OCR: Сергей Петров, 11.07.99
Origin: http://www.chat.ru/~scbooks/
Вот и еще одной жизни пришел конец, а заодно и праздникам нашим конец
настал. Немало людей во всех странах предвкушали наслаждение от новых книг
Пруста. Чтобы публика "ждала" выхода книги, такого уже давно не бывало.
Конечно, есть весьма уважаемые писатели, мы часто принимаем их в
читательских клубах. Но преувеличенная почтительность, с которой мы их
приветствуем, говорит о том, что не так-то уж они и желанны. Для этих господ
писать - значит принимать некую позу. С завидным постоянством они
демонстрируют нам свой скудный арсенал стереотипных "пластических" картин.
Последствия не заставляют себя ждать: после нескольких представлений у нас
пропадает охота еще раз смотреть спектакль.
Но есть другой род писателей - это те, которым повезло "напасть на
жилу". Их положение очень схоже с судьбой научных первооткрывателей. Просто
и с ошеломляющей очевидностью они обнаруживают, что их ноги топчут не
торенные искусством. тропы. Если по отношению к писателям, о которых
говорилось выше, можно воспользоваться случайным и невнятным определением,
назвав их "творцами", то последних следовало бы именовать
первооткрывателями. Они набредают на невиданную фауну неведомых земель и
обнаруживают новый способ видения с необычным показателем преломления, некую
простую оптическую закономерность. Положение таких авторов много устойчивее,
и, хотя их творчество всегда равно самому себе, оно сулит нам новизну,
первозданную свежесть, зрелище, от которого трудно отвернуться. Вот и
Платон, когда ищет, куда бы ему вписать философов, помещает их в разряд
filotheamones, или друзей созерцания[1]. Может статься, Платон считал
визуальную страсть наиболее стойкой человеческой добродетелью. Пруст - один
из таких "первооткрывателей". И среди нынешней продукции, столь манерной,
столь никчемной, его творчество предстает насущно необходимым. Если из
литературы XIX века изъять произведения Пруста, то на этом месте останется
дыра с четко очерченными краями. И еще одно нужно сказать, чтобы подчеркнуть
неизбежность его искусства: оно было несколько запоздалым, и тот, кто к нему
приглядится, различит в его облике следы легкого анахронизма.

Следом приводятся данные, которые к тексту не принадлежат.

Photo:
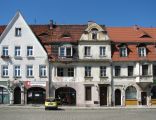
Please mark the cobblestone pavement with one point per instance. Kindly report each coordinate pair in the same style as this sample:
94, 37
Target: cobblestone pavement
81, 114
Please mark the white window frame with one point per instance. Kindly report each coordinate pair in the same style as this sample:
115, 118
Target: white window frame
88, 71
30, 51
102, 50
17, 51
94, 31
17, 71
70, 71
5, 71
64, 54
43, 71
123, 51
103, 71
142, 51
5, 51
61, 71
18, 32
30, 71
87, 51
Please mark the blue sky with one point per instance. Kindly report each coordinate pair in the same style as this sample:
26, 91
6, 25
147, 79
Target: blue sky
108, 12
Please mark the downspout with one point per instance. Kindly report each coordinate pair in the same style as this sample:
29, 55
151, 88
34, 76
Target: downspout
50, 79
112, 85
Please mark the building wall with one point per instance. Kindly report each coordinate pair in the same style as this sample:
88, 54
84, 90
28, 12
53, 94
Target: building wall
27, 38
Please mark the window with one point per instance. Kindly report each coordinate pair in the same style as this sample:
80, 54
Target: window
102, 71
88, 93
60, 72
17, 51
94, 33
131, 92
29, 71
5, 70
43, 71
30, 51
18, 32
70, 72
117, 70
87, 51
5, 51
144, 69
142, 51
130, 70
102, 51
154, 70
88, 71
65, 51
123, 51
17, 71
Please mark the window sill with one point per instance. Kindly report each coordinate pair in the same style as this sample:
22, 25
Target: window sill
30, 57
5, 76
87, 56
43, 76
123, 56
102, 56
17, 77
88, 77
30, 76
103, 77
18, 57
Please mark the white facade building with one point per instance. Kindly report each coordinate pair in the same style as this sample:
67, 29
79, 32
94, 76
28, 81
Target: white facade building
24, 62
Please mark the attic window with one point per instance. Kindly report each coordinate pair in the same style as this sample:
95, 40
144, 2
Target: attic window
66, 35
18, 32
94, 33
43, 34
145, 36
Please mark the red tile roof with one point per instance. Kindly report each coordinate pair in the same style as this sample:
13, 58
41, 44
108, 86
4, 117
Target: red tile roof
55, 35
117, 35
131, 34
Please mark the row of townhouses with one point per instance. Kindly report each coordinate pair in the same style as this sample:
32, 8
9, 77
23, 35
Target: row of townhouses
83, 65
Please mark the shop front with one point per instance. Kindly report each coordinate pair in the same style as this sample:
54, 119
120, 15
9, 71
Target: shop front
67, 95
153, 95
131, 96
4, 96
35, 92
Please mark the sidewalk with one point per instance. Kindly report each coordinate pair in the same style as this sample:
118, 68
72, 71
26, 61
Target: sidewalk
33, 106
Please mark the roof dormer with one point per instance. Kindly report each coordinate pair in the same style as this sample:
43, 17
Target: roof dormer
94, 32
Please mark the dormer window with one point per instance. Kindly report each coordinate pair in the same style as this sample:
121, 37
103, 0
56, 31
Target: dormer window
142, 51
123, 51
65, 51
94, 33
5, 51
18, 32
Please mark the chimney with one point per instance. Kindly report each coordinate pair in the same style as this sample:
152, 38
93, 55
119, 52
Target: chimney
90, 22
51, 24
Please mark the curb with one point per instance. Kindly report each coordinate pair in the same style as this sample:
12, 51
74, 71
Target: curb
76, 108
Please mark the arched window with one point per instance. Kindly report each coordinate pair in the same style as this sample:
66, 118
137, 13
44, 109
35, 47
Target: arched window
131, 92
94, 32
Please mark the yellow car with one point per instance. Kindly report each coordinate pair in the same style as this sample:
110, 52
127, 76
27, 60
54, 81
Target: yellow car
51, 103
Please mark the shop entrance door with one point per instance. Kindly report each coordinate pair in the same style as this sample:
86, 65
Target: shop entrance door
103, 95
17, 95
144, 98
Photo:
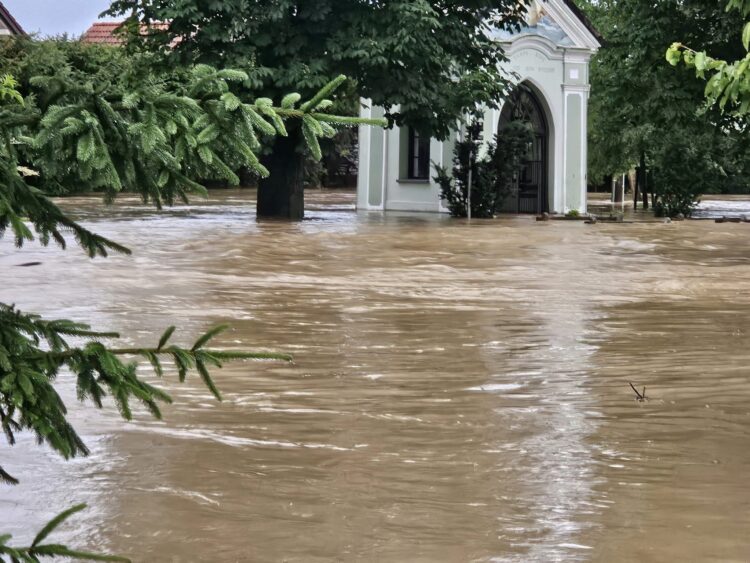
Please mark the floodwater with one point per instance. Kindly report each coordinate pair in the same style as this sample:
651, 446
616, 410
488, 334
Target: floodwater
460, 391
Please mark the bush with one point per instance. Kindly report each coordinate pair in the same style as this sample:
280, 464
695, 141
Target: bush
494, 175
679, 178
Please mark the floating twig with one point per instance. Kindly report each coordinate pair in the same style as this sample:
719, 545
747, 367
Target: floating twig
640, 397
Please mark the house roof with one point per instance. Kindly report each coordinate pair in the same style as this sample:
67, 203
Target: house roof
10, 22
584, 19
104, 32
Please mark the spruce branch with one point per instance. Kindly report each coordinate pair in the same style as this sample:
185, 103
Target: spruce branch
37, 550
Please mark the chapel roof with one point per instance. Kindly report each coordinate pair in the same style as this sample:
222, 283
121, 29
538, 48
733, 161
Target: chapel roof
584, 20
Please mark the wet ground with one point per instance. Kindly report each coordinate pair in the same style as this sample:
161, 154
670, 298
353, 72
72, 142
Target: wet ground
460, 391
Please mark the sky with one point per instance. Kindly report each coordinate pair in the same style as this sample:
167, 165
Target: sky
53, 17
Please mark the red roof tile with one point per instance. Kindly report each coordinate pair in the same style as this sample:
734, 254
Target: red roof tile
104, 32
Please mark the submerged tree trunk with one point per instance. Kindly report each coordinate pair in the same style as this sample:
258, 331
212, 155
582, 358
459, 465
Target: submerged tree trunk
644, 180
281, 195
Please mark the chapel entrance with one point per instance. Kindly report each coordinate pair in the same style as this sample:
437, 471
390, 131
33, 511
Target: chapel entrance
530, 193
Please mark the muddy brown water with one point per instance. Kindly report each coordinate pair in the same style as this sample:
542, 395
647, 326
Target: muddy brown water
460, 392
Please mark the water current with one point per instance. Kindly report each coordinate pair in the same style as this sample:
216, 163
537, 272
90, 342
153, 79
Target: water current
460, 392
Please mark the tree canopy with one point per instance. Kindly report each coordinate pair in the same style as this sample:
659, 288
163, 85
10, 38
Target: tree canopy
433, 58
728, 81
642, 107
151, 138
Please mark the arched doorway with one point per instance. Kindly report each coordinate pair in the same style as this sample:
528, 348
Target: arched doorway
531, 192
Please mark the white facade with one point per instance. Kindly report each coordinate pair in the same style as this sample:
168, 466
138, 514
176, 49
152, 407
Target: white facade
550, 58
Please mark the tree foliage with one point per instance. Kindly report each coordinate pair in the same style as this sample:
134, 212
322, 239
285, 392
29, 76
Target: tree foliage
728, 82
433, 59
494, 170
150, 139
641, 106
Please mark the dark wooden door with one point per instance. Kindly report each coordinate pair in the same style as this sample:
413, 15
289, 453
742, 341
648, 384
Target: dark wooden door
531, 193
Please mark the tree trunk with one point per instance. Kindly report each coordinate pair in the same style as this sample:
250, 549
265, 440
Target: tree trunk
644, 180
281, 195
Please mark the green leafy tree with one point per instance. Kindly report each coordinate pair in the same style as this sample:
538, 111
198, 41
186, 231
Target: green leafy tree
728, 82
643, 112
426, 61
144, 140
494, 170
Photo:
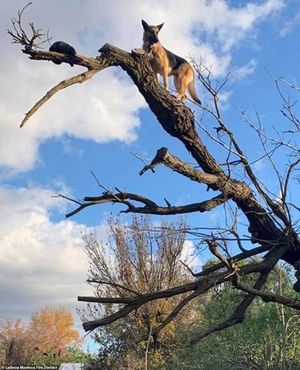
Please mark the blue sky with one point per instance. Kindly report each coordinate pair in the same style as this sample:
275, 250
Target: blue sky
98, 125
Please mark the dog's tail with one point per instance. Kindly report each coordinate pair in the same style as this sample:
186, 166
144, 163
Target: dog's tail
193, 93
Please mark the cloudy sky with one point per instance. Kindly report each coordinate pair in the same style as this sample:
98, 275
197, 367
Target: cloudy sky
98, 125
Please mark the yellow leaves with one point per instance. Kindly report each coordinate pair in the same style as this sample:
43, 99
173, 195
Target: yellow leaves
53, 328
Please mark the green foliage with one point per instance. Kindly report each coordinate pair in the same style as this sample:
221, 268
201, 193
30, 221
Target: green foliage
269, 337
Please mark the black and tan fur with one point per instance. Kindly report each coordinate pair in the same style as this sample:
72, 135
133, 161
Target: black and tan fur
166, 63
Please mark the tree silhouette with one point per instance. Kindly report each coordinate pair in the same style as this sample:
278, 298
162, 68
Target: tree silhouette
271, 220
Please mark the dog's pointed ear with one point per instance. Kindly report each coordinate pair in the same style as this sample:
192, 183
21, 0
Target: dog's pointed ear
160, 26
145, 25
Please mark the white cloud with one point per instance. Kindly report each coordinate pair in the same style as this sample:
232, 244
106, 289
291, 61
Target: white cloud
107, 107
42, 262
289, 26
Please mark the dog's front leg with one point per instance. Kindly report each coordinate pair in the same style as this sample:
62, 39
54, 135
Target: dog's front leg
166, 80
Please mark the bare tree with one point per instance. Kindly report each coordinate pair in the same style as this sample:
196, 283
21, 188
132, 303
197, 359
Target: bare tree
271, 219
139, 258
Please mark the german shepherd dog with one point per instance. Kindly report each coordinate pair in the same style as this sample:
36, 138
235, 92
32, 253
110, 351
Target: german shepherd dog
165, 63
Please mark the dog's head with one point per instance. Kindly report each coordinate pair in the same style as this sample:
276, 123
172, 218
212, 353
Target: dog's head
151, 33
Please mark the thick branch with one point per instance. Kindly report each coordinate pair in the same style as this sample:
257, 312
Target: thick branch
149, 206
270, 297
237, 316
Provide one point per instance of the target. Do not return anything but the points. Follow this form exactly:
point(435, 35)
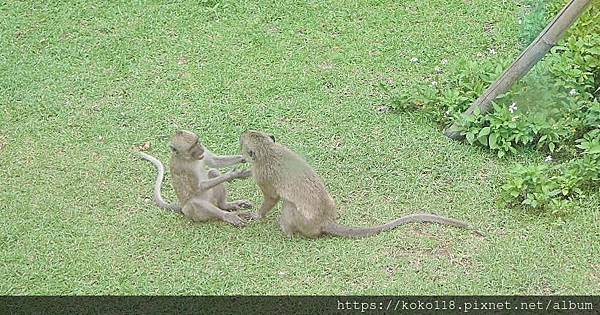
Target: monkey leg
point(293, 221)
point(198, 209)
point(220, 195)
point(287, 219)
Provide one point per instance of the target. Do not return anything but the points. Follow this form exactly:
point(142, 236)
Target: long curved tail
point(158, 184)
point(341, 230)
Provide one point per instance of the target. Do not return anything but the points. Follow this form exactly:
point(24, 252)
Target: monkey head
point(187, 145)
point(253, 143)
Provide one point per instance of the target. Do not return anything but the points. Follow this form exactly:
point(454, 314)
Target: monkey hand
point(249, 216)
point(240, 173)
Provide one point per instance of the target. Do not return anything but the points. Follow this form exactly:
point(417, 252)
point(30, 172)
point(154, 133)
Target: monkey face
point(187, 145)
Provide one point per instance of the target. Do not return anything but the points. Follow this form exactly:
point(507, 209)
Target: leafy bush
point(554, 109)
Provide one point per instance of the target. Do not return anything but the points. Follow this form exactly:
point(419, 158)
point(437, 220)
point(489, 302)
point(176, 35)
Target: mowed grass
point(82, 85)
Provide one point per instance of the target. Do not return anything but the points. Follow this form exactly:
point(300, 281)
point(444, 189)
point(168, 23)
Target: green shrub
point(554, 109)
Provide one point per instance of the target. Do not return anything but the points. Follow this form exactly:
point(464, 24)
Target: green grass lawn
point(83, 84)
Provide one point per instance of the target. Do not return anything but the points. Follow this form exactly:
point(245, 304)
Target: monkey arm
point(211, 183)
point(220, 161)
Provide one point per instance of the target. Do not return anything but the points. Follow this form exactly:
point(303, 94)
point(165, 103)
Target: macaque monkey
point(201, 192)
point(308, 208)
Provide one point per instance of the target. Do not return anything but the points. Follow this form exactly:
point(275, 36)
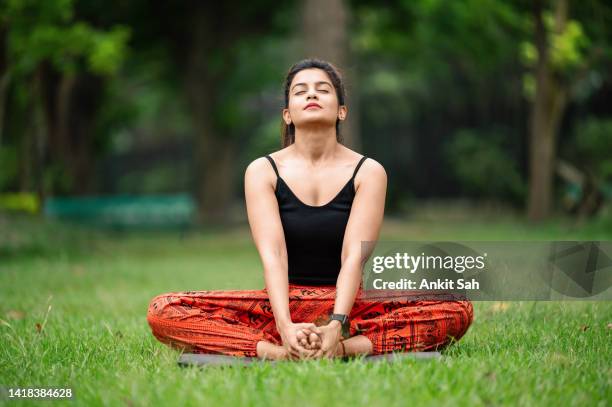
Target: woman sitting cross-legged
point(310, 205)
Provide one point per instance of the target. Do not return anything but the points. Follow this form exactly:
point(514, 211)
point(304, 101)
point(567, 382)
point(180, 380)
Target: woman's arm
point(364, 225)
point(267, 230)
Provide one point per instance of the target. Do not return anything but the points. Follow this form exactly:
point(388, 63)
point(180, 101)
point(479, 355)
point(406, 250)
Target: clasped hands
point(308, 341)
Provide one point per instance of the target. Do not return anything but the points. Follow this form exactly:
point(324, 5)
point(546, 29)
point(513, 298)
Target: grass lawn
point(73, 314)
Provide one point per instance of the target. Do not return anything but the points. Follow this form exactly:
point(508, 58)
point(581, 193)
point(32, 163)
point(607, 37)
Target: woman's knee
point(158, 304)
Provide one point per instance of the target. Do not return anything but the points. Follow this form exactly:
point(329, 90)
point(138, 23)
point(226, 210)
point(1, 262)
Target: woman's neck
point(315, 145)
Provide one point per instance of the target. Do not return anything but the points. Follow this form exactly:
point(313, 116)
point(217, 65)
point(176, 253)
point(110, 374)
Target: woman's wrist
point(282, 324)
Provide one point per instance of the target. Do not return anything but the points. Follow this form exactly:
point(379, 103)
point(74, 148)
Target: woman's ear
point(286, 117)
point(342, 112)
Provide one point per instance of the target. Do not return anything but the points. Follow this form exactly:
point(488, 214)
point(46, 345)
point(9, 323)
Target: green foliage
point(483, 165)
point(89, 294)
point(50, 33)
point(593, 143)
point(21, 202)
point(9, 165)
point(567, 50)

"Изобретения" Пруста капитальны, потому что они относятся к самым
основополагающим параметрам литературного объекта. Речь идет не более и не
менее как о новой трактовке времени и пространства. Если для того, чтобы не
читавший Пруста мог составить себе о нем представление, мы перечислим, о чем
он пишет - о летнем отдыхе в родовом поместье, о любви Свана, о детских
играх на фоне Люксембургских садов, о лете в Бретани, о роскошном отеле, о
морских брызгах в лицо, о фигурах скользящих по волнам нереид, о лицах
девушек в цвету и т. д., - то, перечислив, мы поймем, что решительно ничего
не сказали и что сами эти темы, множество раз использовавшиеся романистами,
не позволяют определить вклад Пруста. Много лет назад в библиотеку Сан
Исидро захаживал один бедный горбун, такой маленький, что не доставал до
стола. Он неизменно подходил к дежурному библиотекарю и просил у него
словарь. "Вам какой? - вежливо спрашивал служащий. - Латинский, французский,
английский?" На что маленький горбун отвечал: "Да знаете, любой, мне под
себя положить".
Ту же ошибку, что и библиотекарь, совершили бы и мы, если бы попытались
определить искусство Клода Монэ, сказав, что он написал Богоматерь или
вокзал Сэн Лазар[2], или искусство Дега, отметив, что он изображал
гладильщиц, балерин и жокеев. А ведь для обоих художников эти объекты,
кажущиеся темами их картин, не более чем предлог, - они действительно их
писали, но могли писать что угодно другое. Что им было важно, что поистине
было темой их полотен - это воздушная перспектива, зыбкое радужное марево,
окутывающее вокруг все без исключения. Нечто похожее происходит с Прустом.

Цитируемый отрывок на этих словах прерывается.